The tourism and hospitality industries’ recovery will be determined by how quickly tourism destinations and tourism source markets restore confidence in one another, according to Nicolas Mayer, global industry leader for Tourism & Hospitality at PwC. “Of course, positive vaccination campaign outcomes would boost confidence, but it also relies on national authorities’ agility and the private sector’s willingness to work together positively and transparently to restore trust in commercial relationships.” “Of course, positive vaccination campaign outcomes would boost confidence, but it also relies on national authorities’ agility and the private sector’s willingness to work together positively and transparently to restore trust in commercial relationships.”
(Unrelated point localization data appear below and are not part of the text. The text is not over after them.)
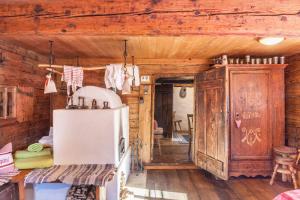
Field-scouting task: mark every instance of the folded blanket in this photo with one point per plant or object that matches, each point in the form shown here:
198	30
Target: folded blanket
33	163
35	147
29	154
82	192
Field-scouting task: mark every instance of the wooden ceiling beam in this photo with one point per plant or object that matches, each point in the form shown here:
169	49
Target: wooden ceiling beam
150	17
138	61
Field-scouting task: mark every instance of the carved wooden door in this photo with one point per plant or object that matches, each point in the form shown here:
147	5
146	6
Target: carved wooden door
211	142
251	136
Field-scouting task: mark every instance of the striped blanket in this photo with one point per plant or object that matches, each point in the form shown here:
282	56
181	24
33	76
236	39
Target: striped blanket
96	175
5	178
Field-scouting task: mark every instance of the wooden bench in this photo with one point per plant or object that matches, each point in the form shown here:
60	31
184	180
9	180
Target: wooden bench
19	180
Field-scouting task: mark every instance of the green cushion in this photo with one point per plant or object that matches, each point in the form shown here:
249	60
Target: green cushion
28	154
33	163
35	147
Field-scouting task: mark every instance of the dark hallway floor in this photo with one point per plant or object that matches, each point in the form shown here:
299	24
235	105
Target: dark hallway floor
199	185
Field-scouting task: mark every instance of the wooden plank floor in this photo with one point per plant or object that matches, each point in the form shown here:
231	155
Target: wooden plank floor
199	185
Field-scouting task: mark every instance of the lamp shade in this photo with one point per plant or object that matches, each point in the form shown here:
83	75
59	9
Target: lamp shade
49	85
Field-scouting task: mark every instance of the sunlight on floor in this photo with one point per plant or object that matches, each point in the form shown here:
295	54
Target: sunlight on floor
142	193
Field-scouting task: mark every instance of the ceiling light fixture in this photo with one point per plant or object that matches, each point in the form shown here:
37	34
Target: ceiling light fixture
269	41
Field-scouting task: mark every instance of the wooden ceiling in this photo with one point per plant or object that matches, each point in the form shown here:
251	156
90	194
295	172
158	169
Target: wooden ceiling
166	47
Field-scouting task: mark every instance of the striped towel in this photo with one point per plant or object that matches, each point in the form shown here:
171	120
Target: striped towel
73	174
5	178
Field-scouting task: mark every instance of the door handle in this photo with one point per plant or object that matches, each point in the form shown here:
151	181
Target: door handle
238	120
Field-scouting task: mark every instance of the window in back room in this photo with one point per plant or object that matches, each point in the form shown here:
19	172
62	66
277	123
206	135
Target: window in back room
7	102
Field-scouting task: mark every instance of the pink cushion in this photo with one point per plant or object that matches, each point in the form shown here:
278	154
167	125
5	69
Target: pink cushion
6	159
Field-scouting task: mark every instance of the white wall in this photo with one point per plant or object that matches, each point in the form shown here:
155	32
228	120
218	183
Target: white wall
183	106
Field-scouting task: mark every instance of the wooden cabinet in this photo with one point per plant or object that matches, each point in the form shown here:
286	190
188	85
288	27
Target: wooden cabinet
239	118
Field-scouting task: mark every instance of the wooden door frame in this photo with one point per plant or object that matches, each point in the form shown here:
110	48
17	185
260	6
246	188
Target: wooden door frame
154	79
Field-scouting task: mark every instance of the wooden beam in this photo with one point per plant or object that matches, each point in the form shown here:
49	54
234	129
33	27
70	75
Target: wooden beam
137	61
22	52
150	17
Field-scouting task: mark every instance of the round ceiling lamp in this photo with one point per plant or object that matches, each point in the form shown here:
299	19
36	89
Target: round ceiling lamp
269	41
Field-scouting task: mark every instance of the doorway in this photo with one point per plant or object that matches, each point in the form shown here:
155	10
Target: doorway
173	129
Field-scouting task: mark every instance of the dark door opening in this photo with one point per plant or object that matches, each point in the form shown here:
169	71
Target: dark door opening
173	120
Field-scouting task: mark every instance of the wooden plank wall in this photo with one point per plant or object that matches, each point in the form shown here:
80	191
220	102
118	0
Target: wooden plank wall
150	17
33	106
292	87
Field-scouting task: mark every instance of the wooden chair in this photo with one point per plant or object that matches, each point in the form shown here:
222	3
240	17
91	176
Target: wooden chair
285	163
176	124
158	133
284	166
190	125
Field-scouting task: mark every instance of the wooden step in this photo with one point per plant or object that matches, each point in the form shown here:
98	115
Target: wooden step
169	166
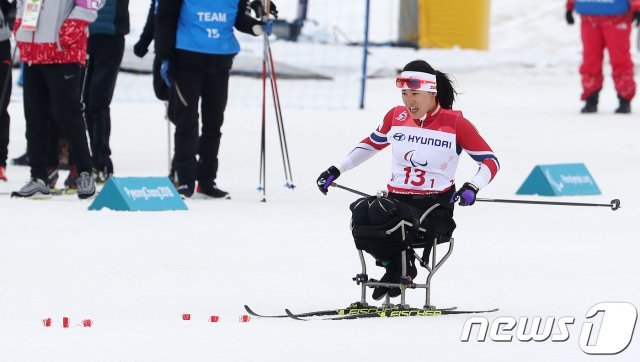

A key factor contributing to the expansion of tourism industry in Dubai is expected to be destination weddings. People are more inclined towards tying the knot at some place that provides and experience that is out of ordinary. Hotels like H Dubai providing weddings & events services are one of the factors attracting the tourists towards Dubai.
Business travel, according to Mayer, is one form of international visitor arrivals that may not recover significantly in 2021. “At the moment, the barriers to business travel are often very onerous, either in the destination country or, more often, upon return to the home country, in the form of lengthy quarantines or testing regimes. Many businesses are looking for ways to save money, and one place where many multinational corporations have opted to save money is on business travel expenses. Some forms of business travel which never return to pre-covid levels in the long run.”